Springfield College is a Scandinavian Swimmer among English Departments. It says it teaches English literature, but the course catalog includes “The Athlete in Literature,” “Sports, Gambling and the Media,” “Post-Colonial Literature,” “Grammar and Usage,” “Student Newspaper Practicum,” and “Literature of Journalism,” in addition to more traditional offerings such as “American Literature” and “The Victorian Period.” Incidentally, Springfield offers “Women and Literature,” which seems not to have occasioned any of the trouble raised by “Men in Literature.”
Liberal academics across the country have risen by the thousands to decry the threats to free speech and intellectual freedom they discerned in the Middlebury fracas. The March 14 post-Middlebury statement, “Truth Seeking, Democracy, and Freedom of Thought and Expression,” drafted by Robert George and Cornel West, has gained over 1,200 signatories. The American Political Science Association, representing 13,000 professors and students, issued its own statement condemning “Violence at Middlebury College.” Op-ed writers of nearly every persuasion have penned condemnations of the Middlebury events, including Frank Bruni in his Sunday New York Times column, “The Dangerous Safety of College.”
I’m not complaining. I’ve been in the midst of those who see the Middlebury protests as a benchmark of what has gone wrong in American higher education.
Don’t Forget About The Not-Middleburys
But let’s spare a thought for the not-Middleburys. Springfield College and its like can be every bit as intellectually intolerant, closed-minded, and even oppressive as the mob at Middlebury and their faculty enablers. Moreover, the Springfield goons operate with greater impunity because they can count on the indifference of their alumni and the broader public.

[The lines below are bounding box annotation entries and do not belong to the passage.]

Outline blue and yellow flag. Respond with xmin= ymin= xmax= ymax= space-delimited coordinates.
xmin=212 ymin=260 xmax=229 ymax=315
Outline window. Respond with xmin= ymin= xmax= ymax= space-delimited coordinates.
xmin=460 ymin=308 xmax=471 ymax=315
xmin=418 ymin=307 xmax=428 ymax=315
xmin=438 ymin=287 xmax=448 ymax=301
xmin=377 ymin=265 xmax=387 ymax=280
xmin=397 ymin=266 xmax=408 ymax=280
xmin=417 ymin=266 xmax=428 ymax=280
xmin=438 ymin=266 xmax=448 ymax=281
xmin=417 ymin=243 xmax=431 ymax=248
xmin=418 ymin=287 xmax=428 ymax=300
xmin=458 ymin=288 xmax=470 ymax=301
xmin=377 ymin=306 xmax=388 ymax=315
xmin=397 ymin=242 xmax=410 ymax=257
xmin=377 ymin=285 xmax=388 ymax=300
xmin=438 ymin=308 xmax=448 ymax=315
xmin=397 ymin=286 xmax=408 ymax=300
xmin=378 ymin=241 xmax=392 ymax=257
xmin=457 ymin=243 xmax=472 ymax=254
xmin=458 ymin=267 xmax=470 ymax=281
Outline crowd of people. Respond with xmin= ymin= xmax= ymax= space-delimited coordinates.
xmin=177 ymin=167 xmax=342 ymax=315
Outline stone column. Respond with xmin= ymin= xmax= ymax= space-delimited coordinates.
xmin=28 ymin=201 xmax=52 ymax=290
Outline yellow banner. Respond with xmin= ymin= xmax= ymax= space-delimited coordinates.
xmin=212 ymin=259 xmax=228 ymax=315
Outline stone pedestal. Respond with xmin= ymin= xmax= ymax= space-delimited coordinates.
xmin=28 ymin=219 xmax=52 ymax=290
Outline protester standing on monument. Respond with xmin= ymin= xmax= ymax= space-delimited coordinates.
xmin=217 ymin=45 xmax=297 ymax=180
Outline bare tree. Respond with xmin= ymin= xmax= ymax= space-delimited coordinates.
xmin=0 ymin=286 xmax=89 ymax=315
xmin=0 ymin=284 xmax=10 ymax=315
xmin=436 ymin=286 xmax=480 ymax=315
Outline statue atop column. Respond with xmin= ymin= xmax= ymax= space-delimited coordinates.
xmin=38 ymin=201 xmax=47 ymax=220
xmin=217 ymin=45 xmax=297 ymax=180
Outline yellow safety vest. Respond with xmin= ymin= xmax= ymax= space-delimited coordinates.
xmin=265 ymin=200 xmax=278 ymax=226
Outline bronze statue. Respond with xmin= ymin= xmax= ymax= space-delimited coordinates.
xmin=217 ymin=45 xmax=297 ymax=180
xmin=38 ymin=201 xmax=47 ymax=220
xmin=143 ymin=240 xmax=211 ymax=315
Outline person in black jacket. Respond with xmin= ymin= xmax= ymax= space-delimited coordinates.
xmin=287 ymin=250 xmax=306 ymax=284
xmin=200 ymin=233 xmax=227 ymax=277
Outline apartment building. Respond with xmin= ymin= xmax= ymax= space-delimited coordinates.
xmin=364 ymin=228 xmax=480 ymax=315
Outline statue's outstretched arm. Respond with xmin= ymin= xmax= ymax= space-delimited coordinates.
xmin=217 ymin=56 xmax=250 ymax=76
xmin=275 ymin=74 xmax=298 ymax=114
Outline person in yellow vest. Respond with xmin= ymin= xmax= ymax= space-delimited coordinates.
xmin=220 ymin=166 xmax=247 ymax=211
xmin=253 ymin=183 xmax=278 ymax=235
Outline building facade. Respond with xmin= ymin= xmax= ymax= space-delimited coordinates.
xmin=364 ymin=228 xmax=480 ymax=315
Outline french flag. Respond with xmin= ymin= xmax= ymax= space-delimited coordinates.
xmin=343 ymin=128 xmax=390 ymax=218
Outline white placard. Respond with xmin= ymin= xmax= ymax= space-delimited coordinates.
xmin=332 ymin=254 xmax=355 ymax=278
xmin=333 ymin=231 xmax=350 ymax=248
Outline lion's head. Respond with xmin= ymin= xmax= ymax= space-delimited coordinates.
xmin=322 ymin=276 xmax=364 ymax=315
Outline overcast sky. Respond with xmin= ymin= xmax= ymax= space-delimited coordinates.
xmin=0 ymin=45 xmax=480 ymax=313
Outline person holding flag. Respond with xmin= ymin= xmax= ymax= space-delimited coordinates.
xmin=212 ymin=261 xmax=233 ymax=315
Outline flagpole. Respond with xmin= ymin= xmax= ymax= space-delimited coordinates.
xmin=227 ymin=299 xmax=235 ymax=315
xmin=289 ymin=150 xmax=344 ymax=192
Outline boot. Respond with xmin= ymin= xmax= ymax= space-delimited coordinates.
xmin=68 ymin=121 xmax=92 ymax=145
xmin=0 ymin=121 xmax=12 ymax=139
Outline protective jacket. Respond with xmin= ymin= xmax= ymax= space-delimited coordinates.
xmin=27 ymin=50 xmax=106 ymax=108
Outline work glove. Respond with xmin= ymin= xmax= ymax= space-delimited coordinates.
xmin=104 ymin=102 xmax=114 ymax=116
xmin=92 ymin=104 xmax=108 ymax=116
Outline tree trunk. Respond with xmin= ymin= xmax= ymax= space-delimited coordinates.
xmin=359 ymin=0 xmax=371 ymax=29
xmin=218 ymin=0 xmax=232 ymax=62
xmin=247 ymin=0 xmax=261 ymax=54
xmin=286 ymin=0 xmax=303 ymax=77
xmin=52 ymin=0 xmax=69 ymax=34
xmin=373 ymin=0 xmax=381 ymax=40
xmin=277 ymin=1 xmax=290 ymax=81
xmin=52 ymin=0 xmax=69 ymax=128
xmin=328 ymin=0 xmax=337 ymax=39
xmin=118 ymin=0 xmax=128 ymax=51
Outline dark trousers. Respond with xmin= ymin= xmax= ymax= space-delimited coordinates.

I’ve watched over the last year as the harmless Gouws has been turned into a symbol of white male patriarchy and defiance of feminist authority. I’ve called on his college president, the board of trustees of the college, and Springfield alumni to do something about it. But he has been left to fend for himself.
This is the everyday reality of progressive domination of our colleges. If we cannot rescue Gouws from these snares, whom can we rescue?
I think Gouws needs a good lawyer and a legal defense fund. Maybe he also needs a good suit against Springfield College for its numerous breaches of contract and its steps towards constructive dismissal. I’m not a lawyer, and I don’t know how those steps might play out. But I intend to do my part. Because in the end, Middlebury and Springfield are the same place.